Gov. Josh Shapiro’s budget proposal, released in February, called for a statewide tuition rate of $8,000 per student enrolled in the state’s 14 cyber schools.
Cyber school tuition is currently linked to the per-pupil spending in each school district, meaning cyber schools receive varying tuition rates depending on where their students live.
The governor has estimated that the cap would allow school districts to keep $387 million going to cyber schools.
Hardly any school districts pay less than $8,000 per student in cyber school tuition. More than 130 school districts are now being billed more than double the proposed $8,000 per student tuition cap.

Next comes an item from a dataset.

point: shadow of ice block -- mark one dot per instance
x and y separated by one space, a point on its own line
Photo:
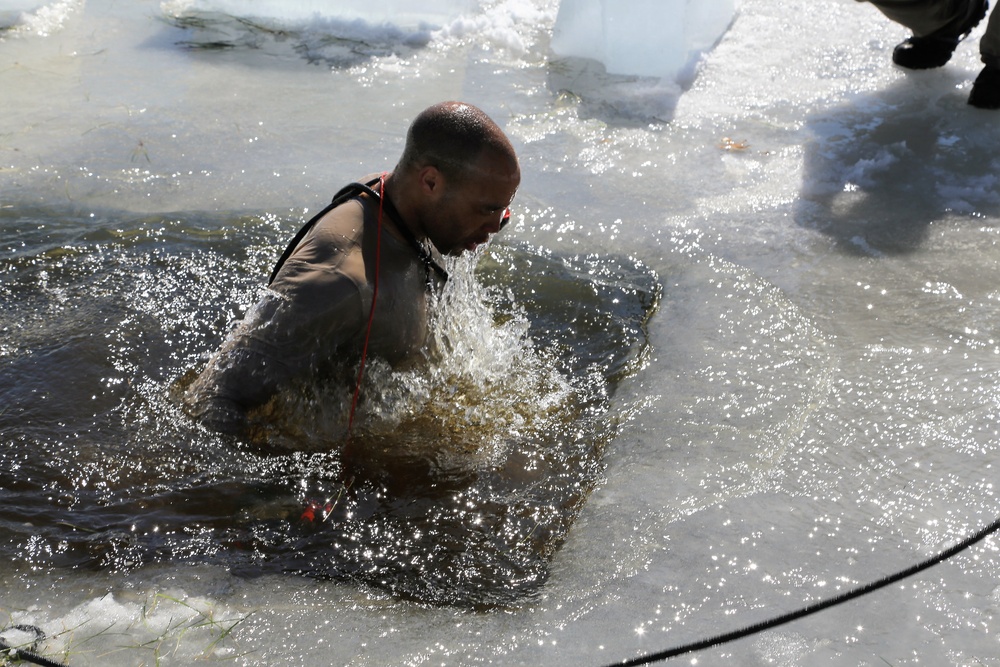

The Democrat-controlled House passed Shapiro’s plan in House Bill 1500 on June 4. The bill has not moved in the Republican-controlled Senate.

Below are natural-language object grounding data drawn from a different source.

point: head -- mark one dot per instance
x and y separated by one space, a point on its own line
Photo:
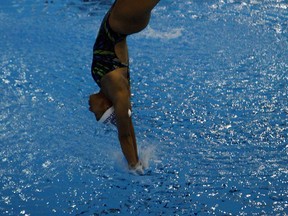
99 104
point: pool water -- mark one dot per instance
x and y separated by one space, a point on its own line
210 108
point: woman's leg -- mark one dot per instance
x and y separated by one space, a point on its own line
131 16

In addition to setting the tuition rate, House Bill 1500 also limits how much cyber schools can keep in the bank and bars the establishment of new cyber schools until 2029-30.

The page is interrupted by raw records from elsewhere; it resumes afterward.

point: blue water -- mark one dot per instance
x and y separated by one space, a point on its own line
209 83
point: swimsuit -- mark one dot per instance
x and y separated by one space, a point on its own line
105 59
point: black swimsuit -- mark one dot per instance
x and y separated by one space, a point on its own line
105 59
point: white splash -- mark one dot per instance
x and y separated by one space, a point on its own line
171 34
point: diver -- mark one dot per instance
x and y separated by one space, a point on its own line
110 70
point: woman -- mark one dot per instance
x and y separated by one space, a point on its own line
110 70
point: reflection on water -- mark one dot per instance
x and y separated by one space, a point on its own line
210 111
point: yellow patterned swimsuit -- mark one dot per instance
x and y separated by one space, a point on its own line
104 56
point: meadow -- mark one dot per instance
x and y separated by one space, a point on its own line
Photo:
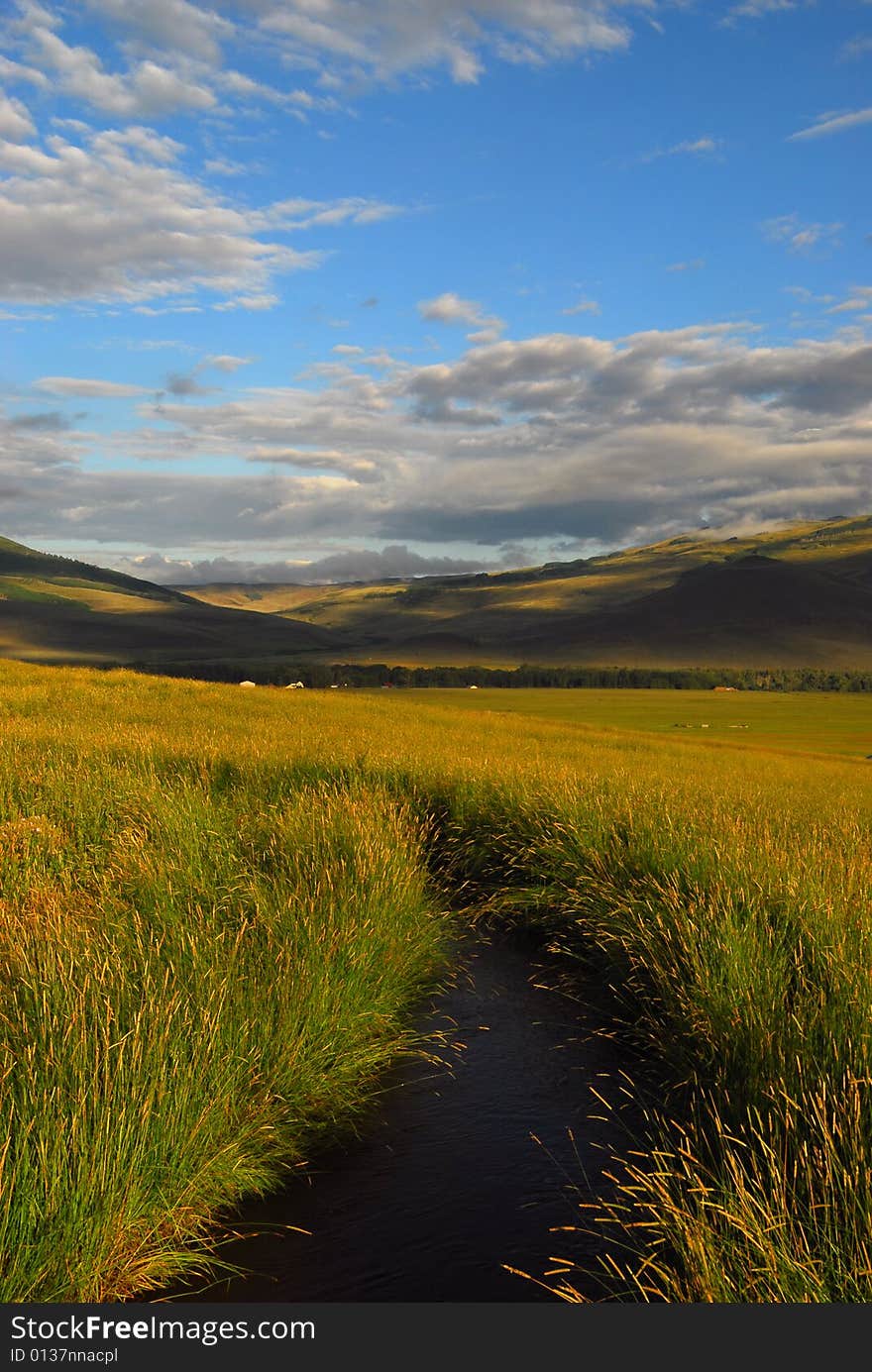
217 908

If cyber schools’ fund balances exceed the limits set in HB 1500, the excess would be returned to the local school districts. The legislation would also require cyber schools to notify parents if the schools’ state assessment scores are in the bottom 15% in reading or math.
“The current funding system for cyber charters requires school districts to pay cyber charter tuition bills that far exceed what the cyber schools are spending to educate their students,” the groups said in a letter to lawmakers. “These overpayments are tax dollars shifted from school districts that are forced to raise property taxes year in and year out — so that they can pay cyber charter tuition bills that exceed what these schools actually need to educate students at home on a computer. Suffice it to say, these overpayments place an undue and unnecessary burden on local taxpayers by causing property tax increases.”
The letter was signed by officials with the Education Law Center, the Education Voters of Pennsylvania, Children First and a variety of other progressive advocacy groups.
Last year’s state budget provided $100 million in additional reimbursements to local school districts to offset the costs of cyber school bills. In an opinion piece earlier this year, Senate Republican Leader Joe Pittman, R-Indiana, said that, in addition, a change in the way special education funding is calculated will save school districts $190 million on their cyber school tuition.
“Review of cyber charter reserve accounts, more accuracy in calculating tuition costs and meaningful truancy reforms, are all areas worthy of discussion as we debate the 2025-26 budget,” Pittman said.
Meanwhile, groups representing cyber schools have blasted efforts to set a uniform tuition rate.
“Every House member who voted for this bill should look their cyber constituents in the eye and explain why their children aren’t as important as those who attend traditional public schools,” said Parents for School Options (PSO) Executive Director Kristen Tyagi after the House vote on HB 1500.
“Pennsylvania school districts are bursting at the seams with an all-time high $7.4 billion in rainy day funds. It makes no sense to slash funding for public cyber charter schools that only educate 60,000 children and account for about 3% of all public education funding.”